The two-member judicial commission led by former high court judge JA Patil in its report has highlighted that lapses of the defence ministry in asserting its supposed right consolidated the claims of the state.
The panel noted defence did not have any documentary evidence to prove that the plot was in existence prior to 1937 and was in its possession.
The general commanding officer of Maharashtra and Gujarat, Brigadier Deepak Saxena, was ticked off by the commission for submitting “unauthenticated maps” dating back to 1897 and 1909 – one from Google and another from the Edinburgh Geographical Institute – to show that the plot was in possession of the army from before 1937. Other than this, the army submitted only one other map Survey of India Map, 1957, which was not conclusive either.

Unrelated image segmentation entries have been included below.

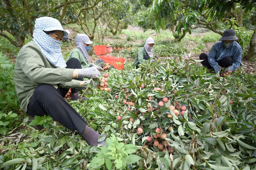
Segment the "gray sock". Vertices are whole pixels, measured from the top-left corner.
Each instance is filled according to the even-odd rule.
[[[86,126],[82,134],[83,139],[90,145],[97,146],[98,144],[102,145],[105,146],[106,141],[98,142],[98,138],[100,135],[93,129]]]

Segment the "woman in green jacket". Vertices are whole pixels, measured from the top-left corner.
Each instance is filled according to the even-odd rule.
[[[148,60],[150,58],[152,58],[154,57],[153,47],[154,44],[155,43],[153,38],[149,37],[147,39],[144,46],[139,49],[137,52],[134,60],[134,67],[137,69],[139,68],[139,64]]]
[[[36,20],[33,39],[21,48],[14,68],[14,82],[20,108],[29,115],[48,114],[67,128],[77,130],[89,144],[98,143],[100,134],[64,99],[69,89],[87,85],[98,78],[100,67],[82,69],[76,58],[66,63],[61,52],[63,36],[67,33],[57,20],[44,17]],[[75,80],[76,79],[76,80]]]
[[[80,61],[83,69],[90,67],[97,66],[95,64],[90,63],[89,56],[87,52],[90,49],[90,45],[93,43],[90,40],[88,36],[86,34],[78,34],[76,35],[76,48],[70,52],[69,57],[78,59]],[[103,62],[105,62],[101,59],[98,59],[95,63],[97,63],[101,66],[100,63]]]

The report talks of the “inconsistent conduct” of officials such as correspondences from 1958 to 2010 in which they had admitted this land belonged to the state. The latest correspondence was by the current defence estate officer, Gita Kashyap, who in 2010 wrote that the land belonged to the state.

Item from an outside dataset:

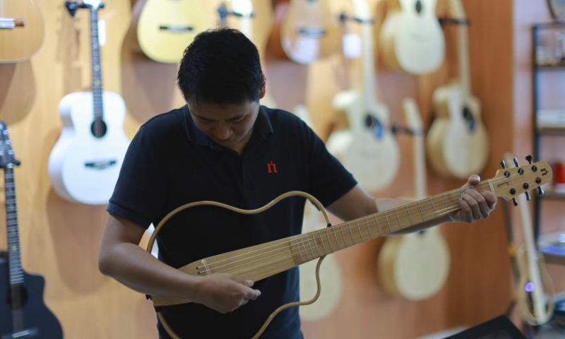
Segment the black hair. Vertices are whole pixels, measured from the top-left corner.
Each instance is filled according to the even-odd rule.
[[[231,28],[203,32],[184,50],[177,76],[186,101],[242,104],[258,101],[263,85],[257,47]]]

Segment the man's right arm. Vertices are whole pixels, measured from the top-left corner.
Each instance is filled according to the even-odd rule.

The report also slammed the army’s inaction and questioned how it remained silent when the Eco Park allegedly inaugurated by it on this plot in 1996 was pulled down in 2004. It asked how the army failed to raise protest on security of ownership back then.
The commission termed the plea of “adverse possession” – claim of the right to property against the true owner on grounds of long possession – made by the army as not “proper” and “ethical’” and smacking of an “unwarranted inimical attitude’’ against the state.
The report criticised the state too. If the army did not have the plot mentioned in the military land registrar – the record of all lands owned by defence – the state also did not create a property card for the plot until 2004.